The algorithm continues until there are no more active nodes.

Figure 2a

Figure 2b

Figure 2c

Figure 2d

Figure 2e

The preflow-push method yields very slow implementations
if taken literally. Indeed, the way estimated distances
from the sink are maintained has proven to dramatically
affect the practical performance of the algorithm. For
this reason, several heuristics have been
proposed, *global relabeling* and *gap
relabeling* being the most important ones.

Global relabeling is a technique of periodically reassigning
estimated distances based on the distance to the sink in the
residual graph induced by removing saturated edges. This can be
determined by performing a breadth-first search on the reverse
residual graph from the sink. The frequency of global relabeling is
usually determined heuristically. One common heuristic is to
perform a global relabel after *X* push-relabel steps.

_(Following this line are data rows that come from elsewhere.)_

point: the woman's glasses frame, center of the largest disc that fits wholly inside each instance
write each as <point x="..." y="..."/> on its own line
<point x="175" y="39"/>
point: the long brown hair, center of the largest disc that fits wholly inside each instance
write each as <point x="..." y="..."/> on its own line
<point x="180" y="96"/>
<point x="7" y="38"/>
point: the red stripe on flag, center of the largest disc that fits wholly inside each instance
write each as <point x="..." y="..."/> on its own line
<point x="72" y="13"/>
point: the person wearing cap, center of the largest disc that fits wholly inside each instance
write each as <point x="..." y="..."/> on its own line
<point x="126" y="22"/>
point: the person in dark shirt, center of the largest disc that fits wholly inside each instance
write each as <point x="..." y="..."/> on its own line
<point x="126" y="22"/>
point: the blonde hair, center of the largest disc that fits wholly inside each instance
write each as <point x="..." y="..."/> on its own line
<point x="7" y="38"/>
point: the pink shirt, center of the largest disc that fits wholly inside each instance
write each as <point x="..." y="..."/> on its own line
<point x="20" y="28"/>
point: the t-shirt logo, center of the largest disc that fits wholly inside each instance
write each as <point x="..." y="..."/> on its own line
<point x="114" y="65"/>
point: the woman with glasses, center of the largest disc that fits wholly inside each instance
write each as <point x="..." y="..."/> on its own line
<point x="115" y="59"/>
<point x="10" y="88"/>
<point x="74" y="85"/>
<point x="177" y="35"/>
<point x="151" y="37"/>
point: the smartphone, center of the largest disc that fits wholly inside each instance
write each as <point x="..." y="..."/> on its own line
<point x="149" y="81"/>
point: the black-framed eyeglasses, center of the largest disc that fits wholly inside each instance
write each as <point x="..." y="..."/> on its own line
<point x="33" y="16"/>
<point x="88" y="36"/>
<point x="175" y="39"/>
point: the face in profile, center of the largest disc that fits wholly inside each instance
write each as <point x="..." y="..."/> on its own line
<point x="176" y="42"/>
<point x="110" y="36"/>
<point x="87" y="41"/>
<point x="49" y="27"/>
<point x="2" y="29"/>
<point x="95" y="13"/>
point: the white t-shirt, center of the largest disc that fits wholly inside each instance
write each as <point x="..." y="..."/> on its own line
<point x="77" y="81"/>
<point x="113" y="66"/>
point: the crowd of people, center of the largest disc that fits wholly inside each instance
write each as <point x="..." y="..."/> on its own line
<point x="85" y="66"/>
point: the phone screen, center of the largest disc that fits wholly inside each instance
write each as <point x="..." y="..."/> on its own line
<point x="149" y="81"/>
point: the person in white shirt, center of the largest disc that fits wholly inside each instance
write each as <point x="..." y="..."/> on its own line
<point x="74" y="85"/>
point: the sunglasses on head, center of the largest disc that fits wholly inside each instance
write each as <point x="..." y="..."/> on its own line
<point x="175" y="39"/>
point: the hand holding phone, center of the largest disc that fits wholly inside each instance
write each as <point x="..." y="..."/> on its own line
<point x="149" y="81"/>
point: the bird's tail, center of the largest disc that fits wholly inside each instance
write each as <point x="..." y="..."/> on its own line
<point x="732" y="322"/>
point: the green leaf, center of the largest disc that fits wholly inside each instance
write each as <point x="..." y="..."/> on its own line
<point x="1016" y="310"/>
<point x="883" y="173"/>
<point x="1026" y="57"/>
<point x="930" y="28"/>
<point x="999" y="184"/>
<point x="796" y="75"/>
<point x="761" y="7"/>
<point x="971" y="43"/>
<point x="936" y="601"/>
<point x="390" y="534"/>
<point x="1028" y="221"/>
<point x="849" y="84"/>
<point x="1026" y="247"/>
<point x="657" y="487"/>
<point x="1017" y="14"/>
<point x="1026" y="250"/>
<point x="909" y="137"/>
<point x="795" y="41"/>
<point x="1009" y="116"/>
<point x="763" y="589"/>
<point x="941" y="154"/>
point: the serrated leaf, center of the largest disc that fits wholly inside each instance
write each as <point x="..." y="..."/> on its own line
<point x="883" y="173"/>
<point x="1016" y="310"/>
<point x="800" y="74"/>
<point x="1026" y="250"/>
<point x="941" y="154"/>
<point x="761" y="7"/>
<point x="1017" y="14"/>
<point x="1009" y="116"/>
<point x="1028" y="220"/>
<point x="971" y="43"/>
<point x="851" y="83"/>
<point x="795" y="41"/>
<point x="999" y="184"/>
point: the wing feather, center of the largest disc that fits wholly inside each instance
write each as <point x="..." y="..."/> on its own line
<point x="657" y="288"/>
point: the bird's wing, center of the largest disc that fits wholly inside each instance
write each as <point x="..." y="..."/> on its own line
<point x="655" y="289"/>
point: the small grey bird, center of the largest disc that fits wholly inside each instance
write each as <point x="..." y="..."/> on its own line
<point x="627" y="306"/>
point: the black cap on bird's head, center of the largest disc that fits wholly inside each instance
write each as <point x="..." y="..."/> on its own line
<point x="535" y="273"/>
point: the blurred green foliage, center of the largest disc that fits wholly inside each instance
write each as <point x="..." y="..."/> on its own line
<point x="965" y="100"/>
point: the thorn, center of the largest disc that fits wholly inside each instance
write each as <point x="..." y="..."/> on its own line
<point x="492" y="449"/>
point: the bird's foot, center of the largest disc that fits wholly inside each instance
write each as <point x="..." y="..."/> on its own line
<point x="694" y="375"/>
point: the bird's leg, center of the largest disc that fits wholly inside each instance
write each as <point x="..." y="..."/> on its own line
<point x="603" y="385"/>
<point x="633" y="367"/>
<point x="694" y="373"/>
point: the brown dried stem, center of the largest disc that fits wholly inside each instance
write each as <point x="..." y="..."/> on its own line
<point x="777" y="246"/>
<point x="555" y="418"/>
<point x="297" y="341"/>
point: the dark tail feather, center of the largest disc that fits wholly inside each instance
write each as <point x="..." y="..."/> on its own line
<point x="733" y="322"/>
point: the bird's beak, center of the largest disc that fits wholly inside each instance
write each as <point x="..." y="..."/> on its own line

Gap relabeling is a technique of preemptively removing nodes
from the worklist that are certain not to be reachable from
the sink. The key insight is that since an active node only pushes
flow to neighbors whose height is exactly one less than the
height of the active node and during relabeling an active
node takes the height of one more than the least unsaturated
neighbor, if it is ever the case that there are no nodes,
active or inactive, that do not have a height *h*, then
all nodes with height greater than *h* cannot
push flow to the sink. These nodes can be removed from the
worklist. Gap relabeling is the process of quickly finding
and exploiting these gaps in heights.

## Data Structures

- Unordered Set
- The worklist containing the nodes with excess flow is represented as an unordered set since active nodes can be processed in any order.
- Graph
- A labeled, directed graph, in which every node stores its excess and height, and every edge stores its maximum and current flows.

## Parallelism

The active elements (nodes with excess flow) can be processed in parallel as long as their neighborhoods (set of nodes connected to them through an incoming/outgoing edge) do not overlap. Figure 3 shows the available parallelism in the preflow-push algorithm for an input graph with 5625 nodes. At the very beginning of the computation, only the nodes connected to the source have excess flow. Then, flow is pushed through the edges in the network, causing more nodes to become active. This highly data-parallel phase is relatively short, since after some computation steps most of the elements in the graph no longer have excess flow. As Figure 3 shows, the vast majority (>95%) of computation steps are spent in working on only a handful of active nodes, which restricts overall parallelism. However, the heuristics mentioned above can help reduce the length of the "tail".

Figure 3: Available parallelism.

## Performance

Figure 3 gives the performance of this algorithm. One thing to note about the preflow push algorithm is that its performance is sensitive to the frequency and scheduling of the global relabel heuristic and other heuristics such as gap relabeling.

Figure 3: Performance results on a random graph of 2^23 nodes and 4 times that many edges. On the same input, the hi_pr program takes about 20 seconds (shown on figure as Serial).

## Machine Description

Performance numbers are collected on a 4 package, 10 cores per package, Intel Xeon E7-4860 machine at 2.27GHz. Thread numbers above 40 use SMT. The machine has 128GB of ram with 20GB dedicated to 2M hugepages used by the Galois allocator. The operating system is Ubuntu Linux 10.04 LTS (Linux 2.6.32). All runs of the Galois benchmarks used gcc/g++ 4.7 to compile with a patch to the C++ runtime to improve the scalability of exception handling. All other implementations were compiled with Intel ICC 12.1 with thread parallelization provided by Intel Cilk.